After: Route by Task

The new CLAUDE.md is 66 lines. All @-import references removed. In their place: a routing table that maps task types to the 2–3 rule files that actually matter for that task. The rules still live in .claude/rules/ — nothing was deleted. They're just loaded on demand instead of by default.

Task Type	Before (12 rules)	After (2–3 rules)
Test fix	navigation docker security codemagic ff-manager …all 12	testing architecture
UI feature	docker security codemagic testing …all 12	navigation architecture design-system
CI/CD deploy	navigation design-system ff-manager …all 12	codemagic testing
Security review	navigation docker design-system …all 12	security architecture auth
Feature flags	docker security codemagic …all 12	ff-manager architecture

The model reads the routing table, identifies the task type, and loads only the rules it needs. Everything else stays on disk, available if the task evolves, but not polluting the context by default.

The Numbers

The reduction was immediate and dramatic.

App	Before	After	Tokens Saved
way2save	1,547 lines	66 lines	~5,924
way2fly	2,178 lines	68 lines	~8,440
way2move	2,250 lines	68 lines	~8,728
Total (cross-app session)	5,975 lines	202 lines	~23,092 97%

That's roughly 23,000 tokens freed up in every cross-app session. Tokens that can now be used for actual reasoning, longer context about the code being modified, or simply running cheaper.

The Deeper Pattern

This isn't just about rule files. It's the same problem that shows up in every AI system that uses context windows: what you don't load matters as much as what you do.

The precision principle applies at every layer of the harness:

Layer 1: Rule Precision

Task-based routing. Load 2–3 rules instead of 12. That's what this post documents.

Layer 2: Schema Precision

The harness schema_reference table. One query returns all table schemas and project IDs for the databases you need. Before this existed, every session started with 4–6 discovery queries: list projects, list databases, describe tables, check which branch is active. Now it's one lookup. The knowledge is pre-indexed.

Layer 3: Work Decomposition

The orchestrator pattern. Instead of one mega-session that touches three apps (loading context for all three simultaneously), spawn scoped agents — one per app, each with only the rules and schema for that app. The orchestrator coordinates; the agents stay focused.

Three layers of precision: what rules to load, what schemas to know, how to decompose work. Each layer compounds. Get all three right and a session runs faster, cheaper, and with higher quality output — because the model's attention is on the task, not on irrelevant instructions.

The Enforcement Gap

This improvement almost didn't get documented.

The rule that says "publish a blog post when you improve the harness" existed — but only as a memory.
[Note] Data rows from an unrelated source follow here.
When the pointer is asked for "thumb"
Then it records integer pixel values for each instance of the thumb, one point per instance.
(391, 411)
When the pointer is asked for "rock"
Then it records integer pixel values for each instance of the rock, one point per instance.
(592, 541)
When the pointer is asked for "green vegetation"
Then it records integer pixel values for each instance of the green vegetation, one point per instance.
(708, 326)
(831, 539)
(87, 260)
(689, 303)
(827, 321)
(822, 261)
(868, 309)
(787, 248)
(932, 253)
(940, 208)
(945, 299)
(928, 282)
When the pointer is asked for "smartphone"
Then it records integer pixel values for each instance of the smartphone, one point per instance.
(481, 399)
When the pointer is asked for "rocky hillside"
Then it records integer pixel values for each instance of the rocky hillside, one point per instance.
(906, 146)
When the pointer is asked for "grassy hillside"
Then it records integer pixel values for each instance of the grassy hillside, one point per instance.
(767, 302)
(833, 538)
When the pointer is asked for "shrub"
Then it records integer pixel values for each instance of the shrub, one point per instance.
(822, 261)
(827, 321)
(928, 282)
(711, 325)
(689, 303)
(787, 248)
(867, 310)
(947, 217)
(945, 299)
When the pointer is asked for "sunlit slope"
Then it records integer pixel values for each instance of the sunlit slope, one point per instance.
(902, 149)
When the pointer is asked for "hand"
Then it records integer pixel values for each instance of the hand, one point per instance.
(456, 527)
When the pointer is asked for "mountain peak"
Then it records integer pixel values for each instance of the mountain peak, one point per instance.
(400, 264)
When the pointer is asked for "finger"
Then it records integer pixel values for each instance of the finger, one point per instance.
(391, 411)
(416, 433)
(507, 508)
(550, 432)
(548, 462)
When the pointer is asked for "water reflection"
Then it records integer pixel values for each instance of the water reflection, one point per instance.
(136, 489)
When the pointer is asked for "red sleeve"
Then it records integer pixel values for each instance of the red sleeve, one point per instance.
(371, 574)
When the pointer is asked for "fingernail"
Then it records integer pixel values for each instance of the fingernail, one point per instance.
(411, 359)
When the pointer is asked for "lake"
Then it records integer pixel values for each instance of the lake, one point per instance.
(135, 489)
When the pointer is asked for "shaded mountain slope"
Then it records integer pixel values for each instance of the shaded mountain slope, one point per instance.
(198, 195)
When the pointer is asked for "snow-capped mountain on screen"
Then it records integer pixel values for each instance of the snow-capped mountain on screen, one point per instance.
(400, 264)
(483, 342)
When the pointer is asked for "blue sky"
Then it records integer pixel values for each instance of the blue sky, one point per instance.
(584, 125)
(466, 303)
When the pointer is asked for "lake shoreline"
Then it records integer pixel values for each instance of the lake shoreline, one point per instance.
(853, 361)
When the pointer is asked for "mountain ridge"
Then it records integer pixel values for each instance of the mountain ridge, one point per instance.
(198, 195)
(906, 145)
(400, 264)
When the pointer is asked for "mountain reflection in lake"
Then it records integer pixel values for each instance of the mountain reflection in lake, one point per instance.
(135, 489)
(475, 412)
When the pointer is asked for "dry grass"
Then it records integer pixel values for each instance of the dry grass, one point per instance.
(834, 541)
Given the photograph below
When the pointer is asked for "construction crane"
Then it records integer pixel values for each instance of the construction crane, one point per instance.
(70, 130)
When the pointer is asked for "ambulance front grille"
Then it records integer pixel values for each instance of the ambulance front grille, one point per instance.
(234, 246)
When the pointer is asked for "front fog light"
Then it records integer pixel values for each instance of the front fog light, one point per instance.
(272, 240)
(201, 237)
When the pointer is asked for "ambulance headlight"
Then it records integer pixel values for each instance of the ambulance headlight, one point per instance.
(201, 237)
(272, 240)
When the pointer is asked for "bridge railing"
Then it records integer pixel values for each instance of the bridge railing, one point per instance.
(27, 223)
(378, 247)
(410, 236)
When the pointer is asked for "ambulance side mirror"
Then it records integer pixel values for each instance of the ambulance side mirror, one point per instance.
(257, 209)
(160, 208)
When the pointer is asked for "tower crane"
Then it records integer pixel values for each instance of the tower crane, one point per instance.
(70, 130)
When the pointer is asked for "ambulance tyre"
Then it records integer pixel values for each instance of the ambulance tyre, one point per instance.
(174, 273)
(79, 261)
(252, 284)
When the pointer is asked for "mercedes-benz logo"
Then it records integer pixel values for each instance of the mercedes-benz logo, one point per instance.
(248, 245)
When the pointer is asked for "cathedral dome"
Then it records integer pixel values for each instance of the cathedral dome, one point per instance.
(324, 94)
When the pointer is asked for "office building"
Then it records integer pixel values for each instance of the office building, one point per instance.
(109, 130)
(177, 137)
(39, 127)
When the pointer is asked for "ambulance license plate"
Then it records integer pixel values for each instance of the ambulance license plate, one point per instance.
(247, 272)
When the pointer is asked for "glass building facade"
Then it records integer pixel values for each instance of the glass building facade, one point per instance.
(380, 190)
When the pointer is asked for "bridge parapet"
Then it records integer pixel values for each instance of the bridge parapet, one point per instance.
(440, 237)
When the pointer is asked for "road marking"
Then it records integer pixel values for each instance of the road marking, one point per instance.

A note in the auto-memory file. Memories are suggestions. They depend on the model noticing them, prioritizing them, and acting on them. That's behavioral enforcement. It's unreliable.

So we fixed it. Added a mandatory publish rule to harness-mandatory.md — the same global rule file that forces harness connection on every session. The enforcement chain is now structural:

Improve the harness (rule change, schema update, process fix)
Log the learning to the harness database
Write the blog post, in the same session

If you improved the harness but didn't write about it, the session is incomplete. Not "it would be nice to document this." Incomplete. The rule says so.
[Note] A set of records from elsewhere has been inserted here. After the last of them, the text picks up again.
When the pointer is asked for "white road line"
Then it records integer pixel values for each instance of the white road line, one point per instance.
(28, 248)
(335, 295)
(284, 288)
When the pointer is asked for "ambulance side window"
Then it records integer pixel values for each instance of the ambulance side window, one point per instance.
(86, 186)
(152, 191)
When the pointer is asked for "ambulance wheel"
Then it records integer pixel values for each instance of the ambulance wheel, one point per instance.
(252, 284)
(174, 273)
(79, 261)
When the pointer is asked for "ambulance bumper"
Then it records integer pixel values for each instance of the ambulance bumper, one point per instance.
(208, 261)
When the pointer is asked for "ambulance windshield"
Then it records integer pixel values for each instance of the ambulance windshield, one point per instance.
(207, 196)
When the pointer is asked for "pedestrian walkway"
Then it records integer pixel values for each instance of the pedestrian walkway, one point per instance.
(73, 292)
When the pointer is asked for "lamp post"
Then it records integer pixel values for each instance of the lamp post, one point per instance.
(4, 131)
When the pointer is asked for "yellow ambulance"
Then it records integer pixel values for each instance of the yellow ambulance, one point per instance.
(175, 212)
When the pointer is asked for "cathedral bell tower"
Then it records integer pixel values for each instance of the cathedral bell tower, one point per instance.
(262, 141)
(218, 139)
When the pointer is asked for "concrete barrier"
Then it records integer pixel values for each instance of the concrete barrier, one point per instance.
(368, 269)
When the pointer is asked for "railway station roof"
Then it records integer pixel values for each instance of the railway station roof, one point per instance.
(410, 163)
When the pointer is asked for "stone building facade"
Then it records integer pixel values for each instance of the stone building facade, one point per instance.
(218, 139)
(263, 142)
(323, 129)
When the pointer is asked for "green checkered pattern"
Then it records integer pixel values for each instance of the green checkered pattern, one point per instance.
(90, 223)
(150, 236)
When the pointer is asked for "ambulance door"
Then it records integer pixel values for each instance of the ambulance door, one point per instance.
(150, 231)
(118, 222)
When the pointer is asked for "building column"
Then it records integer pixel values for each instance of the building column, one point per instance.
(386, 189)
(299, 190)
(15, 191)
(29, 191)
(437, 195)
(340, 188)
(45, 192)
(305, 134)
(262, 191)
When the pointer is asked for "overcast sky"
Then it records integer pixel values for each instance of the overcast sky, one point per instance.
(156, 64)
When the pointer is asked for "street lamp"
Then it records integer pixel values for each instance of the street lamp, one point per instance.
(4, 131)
An undocumented improvement is an improvement that happened once. A documented one compounds.

The system now enforces: improve, log, publish. Not as a suggestion. Not as a memory. As a mandatory rule that fires on every session. The enforcement gap is closed.

The Takeaway

The harness was getting smarter — accumulating more rules, more patterns, more knowledge. But it was also getting heavier. Every improvement added weight to the context window. The system was compounding knowledge and compounding costs at the same rate.

The fix wasn't to stop improving. It was to add precision. Route knowledge to where it's needed. Keep it out of where it isn't. Make the system lighter as it gets smarter, not heavier.

If your AI knowledge system gets more expensive every time it learns something, you've built a liability, not an asset.

Next in the series: whatever breaks next.